[Date Prev][Date Next][Thread Prev][Thread Next][Date Index][Thread Index]

Re: [f-cpu] SIMD register



hi,

Nicolas Boulay wrote:
> After reading a idct MMX code i don't think it really easy to use simd
> register without knowing there size. Such idct use 8 word chunk because
> it fill the right data.

if you read Intel's documents, or code designed for Intel computers,
i understand your doubts. However, some Zen, a clear and clean mind
and some patience will help you read the "basic" books in a different
way.

I have already started writing a DCT code, optimised for F-CPU.
It is surprisingly easy when you know a few tricks. And more importantly,
i had started from an already good-looking code, so it was almost
straight-forward.

> A study on theoretical cpu on a new and simple algorythme of compiling
> to use vector instruction on spec program give it's maximum around
> 128-256 bits register (4*64 bits float). With bigger register inter
> register dependancies increase and code speed DECREASE.
> 
> So size independant code will slow done even more the code.

I don't agree with you because you assume that the study is perfect.
It is based on prototype code, in very specific conditions and the algo
is probably badly chosen. Add to that that the memory system is probably
not adapted, and you see that this is probably a misleading result.

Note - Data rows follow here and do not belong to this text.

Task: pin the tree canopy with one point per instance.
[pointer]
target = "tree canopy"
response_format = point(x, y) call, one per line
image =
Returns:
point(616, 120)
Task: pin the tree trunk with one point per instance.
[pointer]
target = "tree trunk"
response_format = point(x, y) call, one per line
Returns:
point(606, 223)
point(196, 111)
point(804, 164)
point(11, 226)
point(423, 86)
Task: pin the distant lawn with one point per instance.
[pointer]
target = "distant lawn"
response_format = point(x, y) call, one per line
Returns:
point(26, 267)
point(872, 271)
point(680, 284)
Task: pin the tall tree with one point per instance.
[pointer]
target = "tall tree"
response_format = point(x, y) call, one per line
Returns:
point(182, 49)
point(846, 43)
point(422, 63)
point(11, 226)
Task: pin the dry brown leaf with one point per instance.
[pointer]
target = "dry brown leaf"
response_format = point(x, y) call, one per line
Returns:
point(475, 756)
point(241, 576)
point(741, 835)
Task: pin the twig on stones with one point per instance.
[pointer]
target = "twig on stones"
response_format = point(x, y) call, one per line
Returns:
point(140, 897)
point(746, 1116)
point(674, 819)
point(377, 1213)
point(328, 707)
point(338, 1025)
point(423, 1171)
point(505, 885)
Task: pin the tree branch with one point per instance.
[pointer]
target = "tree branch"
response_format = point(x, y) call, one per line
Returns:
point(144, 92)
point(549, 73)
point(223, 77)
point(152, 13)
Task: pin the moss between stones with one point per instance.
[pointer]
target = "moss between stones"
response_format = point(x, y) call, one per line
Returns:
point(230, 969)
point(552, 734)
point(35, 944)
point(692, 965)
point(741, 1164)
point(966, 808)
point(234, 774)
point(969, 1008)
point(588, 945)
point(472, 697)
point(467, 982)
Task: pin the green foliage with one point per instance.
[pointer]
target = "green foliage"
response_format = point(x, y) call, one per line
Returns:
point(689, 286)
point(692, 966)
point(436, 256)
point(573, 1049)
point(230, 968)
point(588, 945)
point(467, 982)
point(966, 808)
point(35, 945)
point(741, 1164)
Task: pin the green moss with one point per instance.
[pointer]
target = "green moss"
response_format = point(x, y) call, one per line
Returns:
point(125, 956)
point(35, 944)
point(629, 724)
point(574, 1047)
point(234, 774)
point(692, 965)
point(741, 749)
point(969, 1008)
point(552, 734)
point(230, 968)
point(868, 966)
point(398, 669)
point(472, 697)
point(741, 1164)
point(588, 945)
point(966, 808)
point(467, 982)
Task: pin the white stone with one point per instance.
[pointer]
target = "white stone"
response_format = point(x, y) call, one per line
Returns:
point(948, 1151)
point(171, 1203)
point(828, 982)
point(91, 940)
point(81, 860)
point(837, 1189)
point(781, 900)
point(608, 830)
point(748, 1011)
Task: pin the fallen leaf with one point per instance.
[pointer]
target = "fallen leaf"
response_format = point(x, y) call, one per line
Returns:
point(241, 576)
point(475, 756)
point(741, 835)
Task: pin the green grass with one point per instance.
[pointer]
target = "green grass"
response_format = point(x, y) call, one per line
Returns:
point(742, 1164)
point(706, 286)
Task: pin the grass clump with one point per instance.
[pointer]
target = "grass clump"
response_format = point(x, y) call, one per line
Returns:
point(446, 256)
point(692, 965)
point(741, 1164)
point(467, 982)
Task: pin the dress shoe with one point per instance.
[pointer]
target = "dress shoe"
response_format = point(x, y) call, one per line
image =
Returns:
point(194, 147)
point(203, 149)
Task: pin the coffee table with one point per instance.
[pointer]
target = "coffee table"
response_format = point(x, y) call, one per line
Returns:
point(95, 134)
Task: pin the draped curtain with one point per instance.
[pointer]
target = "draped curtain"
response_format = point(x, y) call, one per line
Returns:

Don't forget that in the past, most people said "32-bit registers
are too wide, we don't need all these bits" or "8 registers are enough
for any algorithm". Since then , the balance and architecture of the computers
have radically changed : it's not wise to say that we won't need 256-bit
registers in the future. If the use of embedded DRAM increases, your study
might well become a geek's joke.

Most importantly, nobody today writes code that is independent from
the platform (except in C where the size of the ints is unknown).
So it's easy to say now that size-independent code is not worth.
However, with a few programming habits, you could write once a
code that can be executed as is and as fast as possible on any compliant
platform. It's "just" a matter of complying with a programming model,
so you don't have to touch old code.

I think that FC0 is easily scalable to 256-bits and 2 instructions per cycle.
when such a CPU will be implemented, we will have already started FC1, i guess.
But we will have to deal with 3 kinds of codes, if i follow your idea correctly.
There is however a simpler solution : in computation-intensive code
(or bandwidth-stressing code), use the maximum width register (in SIMD mode).
execute a "get SR_MAX_SIZE, rd" and divide your loop counter by rd
(or play with the loop counter, substracting rd instead of just 1).
This way, your code can compile and execute on any version of the CPU.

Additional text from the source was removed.